No industry is immune from the climate crisis. To some extent, the technology industry, which according to the United Nations Environment Program accounts for 2-3 percent of global greenhouse gas emissions, has had it easier than most in terms of being held to account. Take for example the energy production and aviation industries: it’s easy to identify emissions and impose restrictions to achieve carbon reductions.

However, the situation has changed for all industries including technology, driven by a combination of regulation, consumer awareness, and investor pressure. 

Despite best intentions, implementing a cohesive approach to sustainability can be a minefield, with many factors to take into consideration, including compliance with Scope 1 and 2  emissions and a host of other standards and acronyms.

It’s easy to become tripped up by this complexity and important for companies to remain savvy in their approaches to carbon reduction strategies and compliance. 

In an effort to reduce emissions (and be seen to do so), many companies have signed up to carbon offsetting schemes as a key component of ESG programs. These schemes allow companies to purchase ‘carbon credits’ to offset their emissions. The tree planting and other activity that underpins these schemes often takes place in countries far away from the company’s operations and they are the subject of a significant amount of criticism.

While they can claim to have some impact on at least slowing the rate of worldwide carbon emissions, as a recent research-based article in The Guardian points out, they have serious flaws, with 90 percent of the rainforest credits analyzed being unlikely to represent genuine carbon reductions. 

Increased scrutiny of carbon offsetting is resulting in cynicism and a growing belief that it’s a form of greenwashing. This is happening in parallel with an increased awareness of environmental issues and regulatory clampdowns, with new legislation likely to address greenwashing. What is clear is that the technology sector needs to address the root causes of the problem, which include direct carbon emissions, supply chain-related emissions, and power consumption. 

Reigning-in data center emissions

Data centers are only one part of the technology landscape, but a very important one when it comes to carbon emissions. According to the International Energy Agency (IEA), data centers accounted for an estimated 1-1.3 percent of global final electricity demand in 2022. 

As a result of our insatiable demand for data and the fact that the number of data centers worldwide continues to grow, it is inevitable they will continue to be significant contributors to global carbon emissions. In 2020, the world produced 64.2 zettabytes of data, and by 2025, that figure is expected to triple to 181 zettabytes. In actuality, this may be a low estimate, given the rapid rise of generative AI and the masses of new data it will create.  

The good news is that much can be done now by data center operators to reduce their emissions  – and there is some evidence to suggest this is already happening. For example, the IEA notes that data center energy usage (excluding crypto) has seen only modest growth since 2010, which it attributes to efficiency improvements in IT hardware and cooling.
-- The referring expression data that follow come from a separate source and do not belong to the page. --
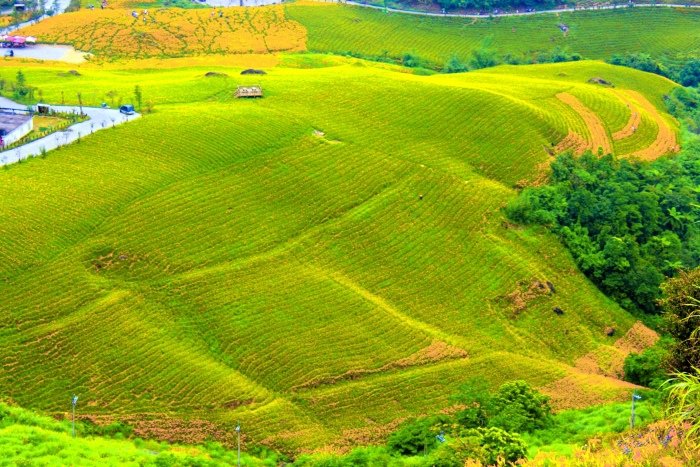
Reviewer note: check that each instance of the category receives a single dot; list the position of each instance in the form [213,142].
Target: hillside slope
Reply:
[320,264]
[323,27]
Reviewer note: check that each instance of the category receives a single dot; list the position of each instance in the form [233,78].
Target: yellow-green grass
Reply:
[287,261]
[595,34]
[346,29]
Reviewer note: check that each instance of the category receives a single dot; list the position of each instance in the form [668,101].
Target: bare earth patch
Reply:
[599,135]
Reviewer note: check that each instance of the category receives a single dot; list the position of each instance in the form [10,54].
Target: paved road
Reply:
[99,119]
[57,6]
[524,13]
[227,3]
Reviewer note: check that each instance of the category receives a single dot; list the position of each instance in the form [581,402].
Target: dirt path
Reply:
[98,119]
[666,141]
[598,134]
[524,13]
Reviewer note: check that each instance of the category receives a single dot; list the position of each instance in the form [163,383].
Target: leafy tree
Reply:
[475,398]
[681,304]
[410,60]
[514,407]
[138,95]
[483,58]
[683,406]
[490,446]
[647,367]
[640,61]
[628,225]
[415,436]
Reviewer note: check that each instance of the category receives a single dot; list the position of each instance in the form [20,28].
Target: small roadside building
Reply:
[14,126]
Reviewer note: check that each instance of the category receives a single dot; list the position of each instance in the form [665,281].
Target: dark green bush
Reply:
[648,368]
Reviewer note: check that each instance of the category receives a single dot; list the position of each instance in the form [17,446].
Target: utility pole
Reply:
[238,431]
[635,397]
[74,402]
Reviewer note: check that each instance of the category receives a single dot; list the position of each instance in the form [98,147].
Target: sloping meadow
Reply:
[320,263]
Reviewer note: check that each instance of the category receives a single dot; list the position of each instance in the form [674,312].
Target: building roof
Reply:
[10,122]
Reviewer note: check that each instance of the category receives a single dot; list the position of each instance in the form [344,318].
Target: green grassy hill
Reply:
[320,264]
[594,34]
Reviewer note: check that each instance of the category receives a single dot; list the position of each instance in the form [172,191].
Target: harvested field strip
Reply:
[598,132]
[666,141]
[251,270]
[578,390]
[173,32]
[594,34]
[633,122]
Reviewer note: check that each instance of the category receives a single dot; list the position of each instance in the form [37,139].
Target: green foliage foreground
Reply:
[27,438]
[628,225]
Energy Innovation Policy & Technology, a non-partisan energy and climate policy think tank, calculated that storage accounts for around 11 percent of data center energy consumption. While this is a relatively modest figure, compared with the cooling & power provision systems (43 percent) and servers (43 percent), it’s still significant – and something that the data storage sector should address. 

Here are three ways that data center carbon footprints can be lowered in the near term:

  1. More energy-efficient storage technology. All-flash storage arrays in general use less power, take up less space, and require less cooling than disk-based storage. In fact, flash-based arrays use five to 10 times less power than comparable hard disk systems. On top of this, some all-flash solutions are more efficient because hardware and software are co-engineered to optimize flash. Additionally, as they don’t have any moving parts when deployed in data centers, less cooling is required. 
  2. Embrace consumption-based storage-as-a-service (STaaS) models, which drive energy efficiency by using only what is necessary. Subscription service offerings allow organizations to pay for the resources they need without having to run and manage what isn’t being used: maximizing investment and cutting energy consumption.
  3. Take advantage of hardware with a modular design that allows for the replacement or upgrading of specific components instead of entire systems. This drives down emissions throughout the supply chain, while also sending less e-waste to landfill.

As an industry, technology can take action and reduce carbon emissions, while continuing to innovate and make allowance for the ever-increasing demand for data storage.

Failing to address the root causes of the issue with initiatives that only mask the scale of the problem, along with greenwashing, must end. This is a problem that we can own and solve together.